The question of whether this is a pure function is heavily dependent on definition and thus opinion-based. However, you have fortunately provided us with a definition from Wikipedia.
- The function always evaluates the same result value given the same argument value(s). The function result value cannot depend on any
hidden information or state that may change while program execution
proceeds or between different executions of the program, nor can it
depend on any external input from I/O devices (usually—see below).
- Evaluation of the result does not cause any semantically observable side effect or output, such as mutation of mutable objects
or output to I/O devices (usually—see below).

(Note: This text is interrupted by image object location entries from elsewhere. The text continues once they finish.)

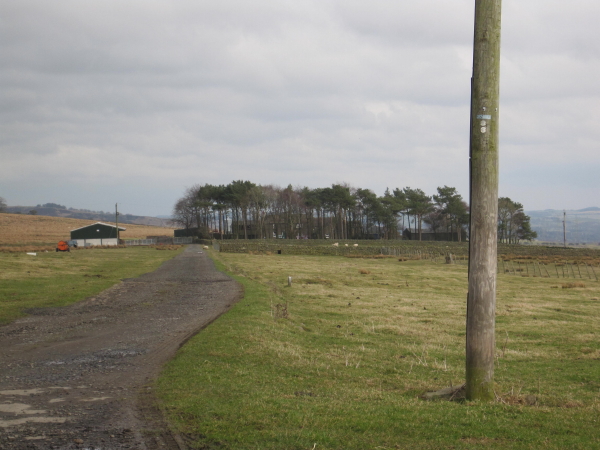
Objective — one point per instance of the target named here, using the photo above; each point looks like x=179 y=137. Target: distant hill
x=583 y=225
x=55 y=210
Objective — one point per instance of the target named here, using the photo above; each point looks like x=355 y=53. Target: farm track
x=81 y=376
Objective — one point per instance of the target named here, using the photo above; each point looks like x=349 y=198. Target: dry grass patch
x=30 y=230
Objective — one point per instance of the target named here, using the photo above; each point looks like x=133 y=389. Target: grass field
x=35 y=231
x=340 y=359
x=58 y=279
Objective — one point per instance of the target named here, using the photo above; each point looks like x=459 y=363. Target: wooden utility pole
x=481 y=299
x=117 y=222
x=564 y=228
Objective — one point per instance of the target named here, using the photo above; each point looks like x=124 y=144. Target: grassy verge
x=339 y=360
x=58 y=279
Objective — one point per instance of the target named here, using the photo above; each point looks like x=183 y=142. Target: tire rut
x=82 y=376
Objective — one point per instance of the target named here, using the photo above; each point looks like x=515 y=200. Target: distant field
x=22 y=229
x=59 y=279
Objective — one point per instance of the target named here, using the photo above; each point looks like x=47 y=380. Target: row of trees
x=243 y=209
x=513 y=223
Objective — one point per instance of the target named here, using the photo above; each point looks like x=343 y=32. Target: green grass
x=346 y=368
x=59 y=279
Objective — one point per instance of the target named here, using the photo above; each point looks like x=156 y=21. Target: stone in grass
x=449 y=393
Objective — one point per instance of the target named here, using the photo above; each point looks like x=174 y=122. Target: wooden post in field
x=481 y=300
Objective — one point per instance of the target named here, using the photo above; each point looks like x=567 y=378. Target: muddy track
x=80 y=377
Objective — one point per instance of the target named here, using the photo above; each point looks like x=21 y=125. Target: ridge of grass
x=345 y=366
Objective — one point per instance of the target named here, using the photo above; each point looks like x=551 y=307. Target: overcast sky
x=133 y=101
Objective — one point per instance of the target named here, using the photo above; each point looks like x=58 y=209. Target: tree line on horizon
x=245 y=210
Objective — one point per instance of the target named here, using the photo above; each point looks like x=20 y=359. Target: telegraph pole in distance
x=483 y=243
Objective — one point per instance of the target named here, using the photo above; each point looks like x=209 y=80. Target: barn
x=95 y=234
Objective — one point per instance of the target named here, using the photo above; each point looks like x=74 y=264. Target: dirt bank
x=80 y=376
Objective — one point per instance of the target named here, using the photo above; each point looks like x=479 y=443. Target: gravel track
x=80 y=377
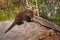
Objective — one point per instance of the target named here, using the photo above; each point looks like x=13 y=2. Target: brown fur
x=25 y=15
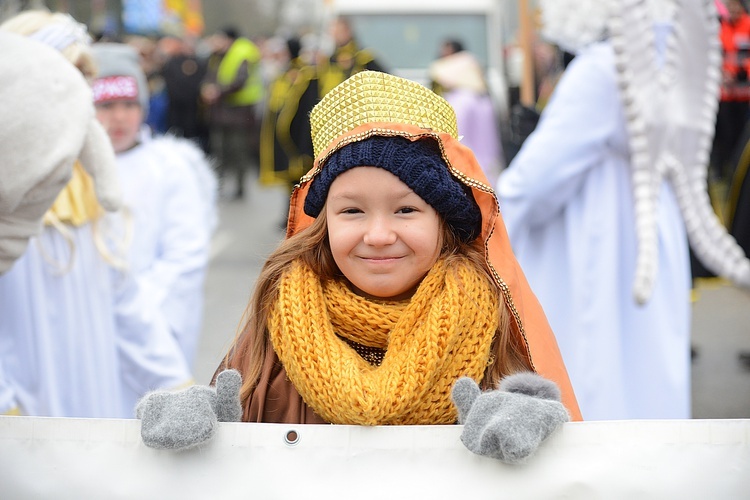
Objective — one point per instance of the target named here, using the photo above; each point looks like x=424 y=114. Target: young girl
x=396 y=280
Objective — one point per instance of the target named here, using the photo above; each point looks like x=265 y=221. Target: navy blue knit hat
x=418 y=164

Given the same input, your fibn
will always produce the same output. That much is clear. And, as you say, the variables that are modified only exist within the local scope of the function, so there are no semantically observable side effects outside the function. The only thing that remains to be shown (a corollary to (1)) is that your function always terminates. There is a while
loop, but the proof that your while
loop will terminate given any finite n
is trivial. Therefore, based on the provided definition, your function is pure.
Now, I'm assuming that you're listing "must be an integer" as a precondition. If you do not list this as a requirement, then I could produce a class whose ordering methods always make it greater than any k
value, thereby forcing an infinite loop. And an infinite loop has a very observable side effect: your program tends not to terminate in that case. However, if you constrain your attention to integer inputs, your function is pure.